The key point for me was: "It will be delivered in the ... SpaceX Dragon cargo delivery mission". If SpaceX can do it for NASA, who else can they do it for?

The next elements are a crewed Dragon and a Universal Docking Node. Then things are going to get real interesting.

16th January 2013 10:16pm
Bill Hensley
As I understand from reading, it must be jettisoned after two years to make way for the commercial crew vehicles coming in 2017.

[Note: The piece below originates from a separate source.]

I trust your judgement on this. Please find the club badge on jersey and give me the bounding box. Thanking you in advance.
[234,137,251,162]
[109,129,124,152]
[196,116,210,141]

The value to NASA may be getting a chance to work with Bigelow as a contractor, and getting access to performance data. $18 million looks cheap to NASA. ISS is probably just a target of convenience. They may be more interested in potential future applications.

16th January 2013 3:33pm
Coastal Ron
I agree Bill. Since it doesn't look like there will be an easy spot to put a future Bigelow module to expand the ISS, this is likely testing out future uses of the Bigelow modules, like for an EML outpost, the proposed Nautilus-X, and even lunar huts. And while the Gensis test units have been in space for a long time, they are not manned, so NASA is getting validation for use in HSF applications.
16th January 2013 9:54pm
Andrew Platzer
It sounds like this is solely a test module to gauge 2 year performance but it won't be used for everyday activities as part of the station - except perhaps storage?. Given the current Genesis II module has been in orbit for over 5 1/2 years without failing (as far as I know), this test seems unnecessary. While it's nice that Bigelow is getting the contract, I'm not sure what an additional 2 year evaluation is going to prove that Genesis I and II haven't already proven. Is this a way to funnel Read More
16th January 2013 2:37pm
Clark S. Lindsey
$18M is a small percentage of the several hundred million that Bigelow has pledge to spend on BA. I think it is more a case of wanting to have an endorsement from NASA and the ISS collaboration, which they can use when trying to sell leases on their own space station to sovereign clients.

I'm surprised they are planning to dump BEAM after 2 years. Storage space is a useful thing to have. Perhaps they will swap it with a BA330 module. (There is a limited number of docking ports.)